L’entrée de l’école se situe au droit du porche, qui se prolonge en galerie au sein de l’école pour mener jusqu’au hall. Elle distingue naturellement la cour des maternelles, de la cour des élémentaires. Elle est accompagnée dès l’entrée par un volume qui accueille le local vélo ainsi que le local de rangement des bottes et des outils de jardin, permettant un accès égal à ces accessoires aux maternelles, élémentaires et au périscolaire, à couvert et à proximité des espaces naturels de la cour.
Le hall présente un espace en double hauteur qui marque l’entrée de l’école et permet d’établir un lien visuel entre le rez-de-chaussée et l’étage. Il constitue le noeud central de l’école, au droit duquel se retrouvent l’ensemble des locaux communs de l’établissement: le périscolaire, les salles de motricité et d’oralité et la demi-pension. Traversant, il permet de gagner l’espace boisé situé au nord-ouest du site, qui devient un espace caché, précieux et particulier, dans lequel les enseignants peuvent emmener les enfants pour des découvertes nature au contact de la mare et des arbres. Cet espace peut également proposer un espace extérieur alternatif en cas de très fort ensoleillement. Si les cours sont arborées et pensées pour procurer de l’ombre aux espaces extérieurs comme au bâtiment, la configuration de cet espace en fait un véritable havre de fraîcheur l’été, profitant de l’ombre du bâti, de la densité du feuillage des arbres ainsi que de la présence d’une pièce d’eau.
Depuis ce hall, on peut gagner la maternelle au rez-de-chaussée, l’élémentaire et les salles de direction et enseignants à l’étage. Les circulations proposent des vues ouvertes qui mettent en relation visuelle avec les différentes entités du site: le parc est donné à voir si l’on va du hall vers la maternelle, la prairie depuis la circulation qui distribue les classes de la maternelle ou la rue de la Mulonnière dans le couloir de l’étage pour les élémentaires.
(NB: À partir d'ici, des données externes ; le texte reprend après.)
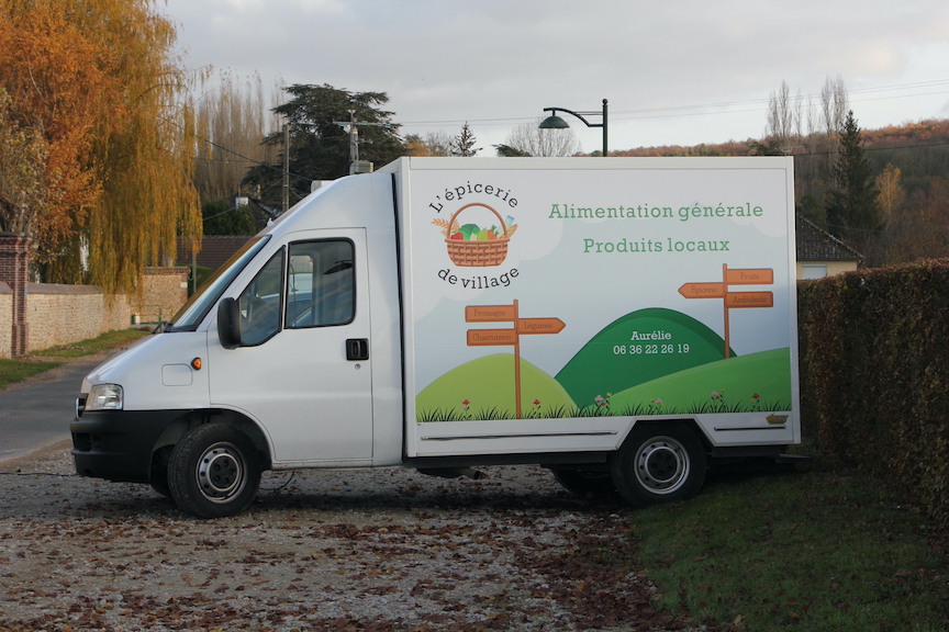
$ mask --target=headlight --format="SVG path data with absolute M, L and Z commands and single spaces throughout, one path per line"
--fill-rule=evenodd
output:
M 119 384 L 97 384 L 89 390 L 86 410 L 121 410 L 122 386 Z

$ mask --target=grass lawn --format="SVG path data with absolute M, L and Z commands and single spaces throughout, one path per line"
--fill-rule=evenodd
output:
M 661 606 L 712 630 L 949 629 L 949 563 L 912 504 L 829 459 L 713 475 L 632 514 Z

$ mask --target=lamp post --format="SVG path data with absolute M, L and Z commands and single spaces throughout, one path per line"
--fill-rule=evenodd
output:
M 557 112 L 567 112 L 568 114 L 572 114 L 583 121 L 583 124 L 588 127 L 603 127 L 603 157 L 607 156 L 606 154 L 606 99 L 603 100 L 603 111 L 602 112 L 573 112 L 572 110 L 567 110 L 566 108 L 545 108 L 545 112 L 550 112 L 550 116 L 540 122 L 540 125 L 537 127 L 540 129 L 566 129 L 570 127 L 563 119 L 557 115 Z M 584 116 L 593 116 L 595 114 L 600 114 L 603 117 L 602 123 L 590 123 L 584 119 Z

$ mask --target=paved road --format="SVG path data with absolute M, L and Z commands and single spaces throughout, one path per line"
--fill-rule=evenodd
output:
M 69 362 L 0 392 L 0 461 L 69 439 L 82 377 L 107 357 Z

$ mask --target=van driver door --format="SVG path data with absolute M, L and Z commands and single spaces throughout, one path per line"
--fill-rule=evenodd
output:
M 241 345 L 209 330 L 211 405 L 257 420 L 280 464 L 372 459 L 369 287 L 362 229 L 308 232 L 236 297 Z

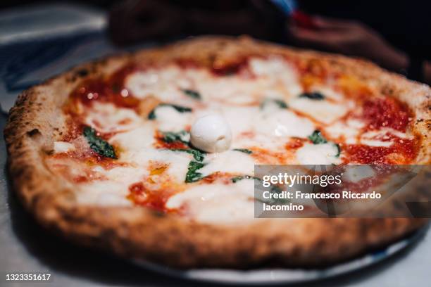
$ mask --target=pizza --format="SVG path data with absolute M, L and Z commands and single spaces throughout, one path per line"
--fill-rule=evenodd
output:
M 430 97 L 365 60 L 194 38 L 23 92 L 8 168 L 37 222 L 81 245 L 178 268 L 324 266 L 427 221 L 256 219 L 254 165 L 427 165 Z

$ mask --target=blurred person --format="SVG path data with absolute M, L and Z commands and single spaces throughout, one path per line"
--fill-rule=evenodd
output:
M 111 11 L 118 44 L 205 34 L 249 34 L 265 40 L 368 58 L 431 84 L 431 4 L 405 0 L 303 0 L 312 23 L 287 17 L 268 0 L 127 0 Z M 414 2 L 414 1 L 413 1 Z M 378 32 L 377 32 L 378 31 Z

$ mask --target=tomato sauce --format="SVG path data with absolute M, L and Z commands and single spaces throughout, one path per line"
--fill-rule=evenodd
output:
M 135 204 L 158 211 L 168 211 L 165 205 L 170 196 L 168 193 L 163 190 L 149 189 L 142 182 L 137 182 L 130 185 L 129 191 L 127 198 Z
M 349 162 L 362 164 L 385 163 L 408 164 L 413 160 L 418 154 L 418 141 L 399 139 L 388 147 L 370 146 L 364 144 L 343 145 Z
M 407 106 L 392 98 L 367 99 L 362 107 L 370 130 L 389 127 L 404 132 L 411 120 Z

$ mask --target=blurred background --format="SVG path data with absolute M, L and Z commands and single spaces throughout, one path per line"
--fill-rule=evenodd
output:
M 368 58 L 431 82 L 431 2 L 87 0 L 0 2 L 0 103 L 68 68 L 200 34 L 249 34 Z

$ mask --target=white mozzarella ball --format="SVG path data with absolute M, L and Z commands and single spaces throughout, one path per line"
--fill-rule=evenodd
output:
M 220 115 L 204 116 L 192 125 L 190 141 L 197 148 L 208 153 L 227 151 L 232 141 L 230 127 Z

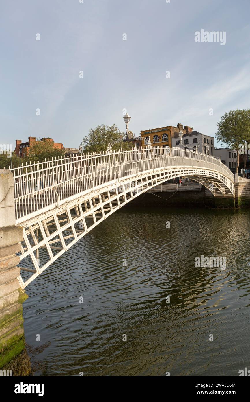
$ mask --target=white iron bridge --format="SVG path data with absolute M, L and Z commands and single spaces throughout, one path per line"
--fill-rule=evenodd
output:
M 23 228 L 22 289 L 104 219 L 167 180 L 189 177 L 215 197 L 234 196 L 234 174 L 220 160 L 178 147 L 110 150 L 11 170 L 16 225 Z

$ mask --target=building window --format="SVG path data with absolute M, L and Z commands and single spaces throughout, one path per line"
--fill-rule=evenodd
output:
M 162 142 L 165 142 L 165 141 L 168 141 L 169 140 L 169 136 L 167 134 L 164 134 L 163 135 L 162 137 Z
M 159 142 L 159 137 L 158 135 L 154 135 L 153 137 L 153 142 Z

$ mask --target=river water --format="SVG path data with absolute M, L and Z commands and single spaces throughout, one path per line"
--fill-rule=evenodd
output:
M 34 375 L 250 368 L 250 228 L 249 210 L 115 213 L 26 288 L 26 341 L 40 347 L 30 353 Z M 195 267 L 201 255 L 225 257 L 226 269 Z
Un escalier complémentaire à celui situé dans le hall permet, au sud-ouest, un accès direct des élémentaires à la demi-pension et à leur cour de récréation, où il débouchent au droit de la partie minérale.
DECLINAISONS VEGETALES
Les espaces extérieurs du groupe scolaire se déclinent selon ces cinq typologies végétales:
– l’avant-parc, qui comprend le parvis de l’école, est traversé par la trame d’arbres dite “urbaine”
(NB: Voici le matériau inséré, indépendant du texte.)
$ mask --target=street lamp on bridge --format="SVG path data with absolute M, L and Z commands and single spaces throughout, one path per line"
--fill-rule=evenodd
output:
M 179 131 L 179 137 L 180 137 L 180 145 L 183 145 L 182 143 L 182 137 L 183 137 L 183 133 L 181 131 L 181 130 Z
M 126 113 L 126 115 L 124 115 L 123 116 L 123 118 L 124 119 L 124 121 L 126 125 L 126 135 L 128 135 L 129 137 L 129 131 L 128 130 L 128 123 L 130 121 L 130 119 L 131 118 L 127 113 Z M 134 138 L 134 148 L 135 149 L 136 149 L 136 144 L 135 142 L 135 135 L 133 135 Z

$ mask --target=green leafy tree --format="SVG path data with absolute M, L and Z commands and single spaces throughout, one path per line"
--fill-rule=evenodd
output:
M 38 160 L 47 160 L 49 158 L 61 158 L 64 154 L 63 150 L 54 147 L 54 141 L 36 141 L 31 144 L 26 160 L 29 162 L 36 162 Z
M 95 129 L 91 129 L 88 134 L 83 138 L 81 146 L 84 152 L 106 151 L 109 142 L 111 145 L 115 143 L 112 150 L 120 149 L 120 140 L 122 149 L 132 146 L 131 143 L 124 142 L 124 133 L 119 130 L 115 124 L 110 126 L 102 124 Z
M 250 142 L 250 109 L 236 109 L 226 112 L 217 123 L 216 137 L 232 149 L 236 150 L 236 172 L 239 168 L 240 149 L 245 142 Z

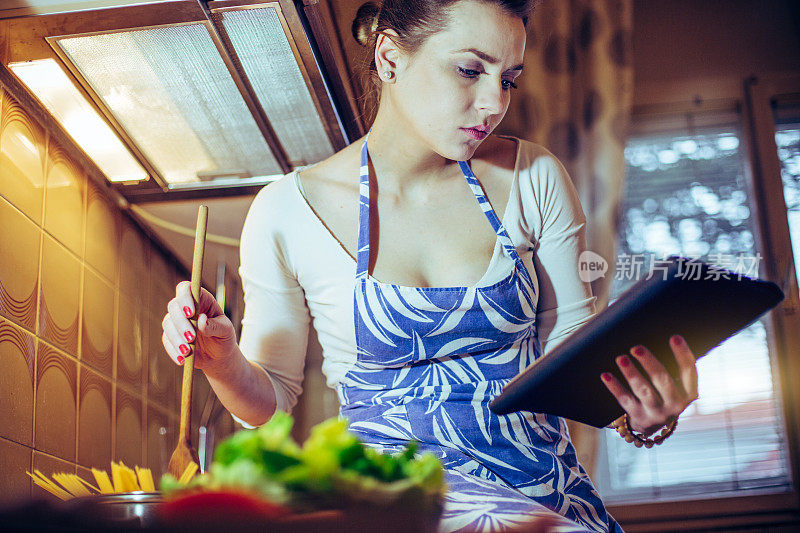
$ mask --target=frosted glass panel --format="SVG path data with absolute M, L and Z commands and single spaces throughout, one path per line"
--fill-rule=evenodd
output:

– la cour-bois, espace de récréation dans la forêt accompagnée de sa mare pédagogique, support de biodiversité
– la cour-verger et son jardin pédagogique
– La grande cour, occupée en son centre d’un arbre préservé majestueux et protecteur, est à l’interface des deux cours principales : la cour active coté élémentaire et la cour oasis coté maternelle.
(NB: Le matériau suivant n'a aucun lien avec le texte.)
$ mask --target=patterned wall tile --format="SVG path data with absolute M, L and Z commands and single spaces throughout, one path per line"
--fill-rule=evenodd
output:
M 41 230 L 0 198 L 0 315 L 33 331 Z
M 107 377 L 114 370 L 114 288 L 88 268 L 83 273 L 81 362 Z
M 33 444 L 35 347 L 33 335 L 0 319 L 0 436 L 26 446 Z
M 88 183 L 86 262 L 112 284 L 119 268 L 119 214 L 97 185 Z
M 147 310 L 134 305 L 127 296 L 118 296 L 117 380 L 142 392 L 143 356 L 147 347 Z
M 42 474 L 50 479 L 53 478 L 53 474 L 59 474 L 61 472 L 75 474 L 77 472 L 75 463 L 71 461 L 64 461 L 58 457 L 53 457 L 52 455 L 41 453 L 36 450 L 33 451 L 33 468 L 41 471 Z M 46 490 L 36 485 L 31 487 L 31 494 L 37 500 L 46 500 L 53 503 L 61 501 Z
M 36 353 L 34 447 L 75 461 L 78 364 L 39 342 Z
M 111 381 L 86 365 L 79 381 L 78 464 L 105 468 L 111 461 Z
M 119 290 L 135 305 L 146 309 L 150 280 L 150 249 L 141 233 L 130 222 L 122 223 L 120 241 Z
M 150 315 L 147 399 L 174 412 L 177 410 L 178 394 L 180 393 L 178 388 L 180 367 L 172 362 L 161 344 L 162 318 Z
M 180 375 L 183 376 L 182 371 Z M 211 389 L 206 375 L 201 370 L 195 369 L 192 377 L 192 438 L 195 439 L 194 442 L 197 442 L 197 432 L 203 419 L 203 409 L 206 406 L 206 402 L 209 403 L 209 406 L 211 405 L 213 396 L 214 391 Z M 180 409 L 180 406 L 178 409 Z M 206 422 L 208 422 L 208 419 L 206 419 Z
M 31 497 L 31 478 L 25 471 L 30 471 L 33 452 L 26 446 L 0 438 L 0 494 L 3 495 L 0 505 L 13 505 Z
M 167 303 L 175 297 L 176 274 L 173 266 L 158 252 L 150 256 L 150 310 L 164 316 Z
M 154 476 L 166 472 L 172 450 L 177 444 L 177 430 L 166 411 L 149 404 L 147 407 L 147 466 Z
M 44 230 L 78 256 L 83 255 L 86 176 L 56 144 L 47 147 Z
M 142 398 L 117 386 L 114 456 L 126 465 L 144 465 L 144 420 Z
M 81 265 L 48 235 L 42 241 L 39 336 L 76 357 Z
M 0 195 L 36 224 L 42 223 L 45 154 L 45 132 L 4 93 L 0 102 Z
Le projet propose ainsi des espaces extérieurs diversifiés, à parcourir et explorer par les enfants. L’avant-parc est une porte d’entrée, une invitation à entrer dans le parc tout en jouant son rôle de parvis de l’école et des salles associatives. La cour-bois, accessible depuis la rue de la Mulonnière, pourrait être ouverte au public hors des horaires de l’école, tout comme la cour-verger.